- legal knowledge including court procedures and government regulations
- knowledge of English language
- to be thorough and pay attention to detail
- analytical thinking skills
- excellent verbal communication skills
- the ability to read English
- the ability to use your initiative
- the ability to think clearly using logic and reasoning
- active listening skills
- to be able to carry out basic tasks on a computer or hand-held device
In this role you could be:
- managing court schedules to make the best use of time and resources
- preparing for court sessions and making sure evidence is ready
- advising magistrates on the law and procedures
- making sure defendants understand how the court works
- reading charges to the court
- identifying and researching legal issues during hearings
- helping with the decision-making process using a formal method
- training administrative staff and magistrates
You could work in a court or in an office.
The legal adviser career structure has 5 levels, known as tiers.
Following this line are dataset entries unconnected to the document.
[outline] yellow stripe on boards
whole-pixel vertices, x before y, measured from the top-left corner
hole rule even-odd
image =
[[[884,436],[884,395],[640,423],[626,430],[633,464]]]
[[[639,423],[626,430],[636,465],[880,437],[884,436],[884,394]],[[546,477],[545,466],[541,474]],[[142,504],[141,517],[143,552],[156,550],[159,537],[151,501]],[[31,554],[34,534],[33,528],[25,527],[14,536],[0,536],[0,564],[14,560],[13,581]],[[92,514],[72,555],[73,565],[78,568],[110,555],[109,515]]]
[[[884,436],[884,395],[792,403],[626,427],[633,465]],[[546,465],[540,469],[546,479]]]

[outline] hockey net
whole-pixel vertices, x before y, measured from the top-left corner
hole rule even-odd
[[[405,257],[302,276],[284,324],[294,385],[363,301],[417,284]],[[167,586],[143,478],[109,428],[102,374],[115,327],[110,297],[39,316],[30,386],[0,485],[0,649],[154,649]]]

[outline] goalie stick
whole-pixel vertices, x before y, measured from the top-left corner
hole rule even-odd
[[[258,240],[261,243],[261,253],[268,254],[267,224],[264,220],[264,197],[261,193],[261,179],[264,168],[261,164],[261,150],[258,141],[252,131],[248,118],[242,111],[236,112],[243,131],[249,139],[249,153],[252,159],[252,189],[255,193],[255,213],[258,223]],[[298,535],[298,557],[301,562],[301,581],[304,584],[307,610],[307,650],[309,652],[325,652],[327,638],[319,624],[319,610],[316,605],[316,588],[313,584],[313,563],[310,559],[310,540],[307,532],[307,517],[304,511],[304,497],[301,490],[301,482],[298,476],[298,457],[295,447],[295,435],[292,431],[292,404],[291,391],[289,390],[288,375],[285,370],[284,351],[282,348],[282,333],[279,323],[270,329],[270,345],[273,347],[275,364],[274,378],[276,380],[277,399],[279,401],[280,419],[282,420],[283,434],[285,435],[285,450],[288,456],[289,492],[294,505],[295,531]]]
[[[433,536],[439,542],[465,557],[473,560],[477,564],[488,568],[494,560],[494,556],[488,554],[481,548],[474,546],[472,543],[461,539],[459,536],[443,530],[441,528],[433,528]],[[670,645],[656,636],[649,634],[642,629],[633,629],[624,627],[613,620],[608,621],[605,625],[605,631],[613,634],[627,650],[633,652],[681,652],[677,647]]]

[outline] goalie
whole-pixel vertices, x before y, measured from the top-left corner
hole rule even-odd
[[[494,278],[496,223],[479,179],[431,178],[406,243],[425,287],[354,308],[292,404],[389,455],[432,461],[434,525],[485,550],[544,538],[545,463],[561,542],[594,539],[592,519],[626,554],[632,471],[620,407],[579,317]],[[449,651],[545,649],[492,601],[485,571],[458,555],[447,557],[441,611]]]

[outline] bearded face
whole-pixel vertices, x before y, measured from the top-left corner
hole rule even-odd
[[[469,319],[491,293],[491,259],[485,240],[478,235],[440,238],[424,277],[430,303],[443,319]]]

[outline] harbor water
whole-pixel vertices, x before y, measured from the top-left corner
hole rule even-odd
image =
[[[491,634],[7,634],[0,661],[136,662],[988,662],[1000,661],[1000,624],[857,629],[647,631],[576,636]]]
On any tier, you could become a mentor. To move up, you'll need to prove your ability in your current role.
With 5 years' experience, you could become a deputy district judge or district judge (magistrates' courts). With more experience, you could become a justices' clerk (running several courts).
You could also apply for legal and non-legal secondments within the wider departments of Her Majesty's Courts and Tribunal Service (HMCTS), the Ministry of Justice and other government agencies.
Another option is to move into private practice as a solicitor or barrister, or join the Crown Prosecution Service as a crown prosecutor or crown advocate.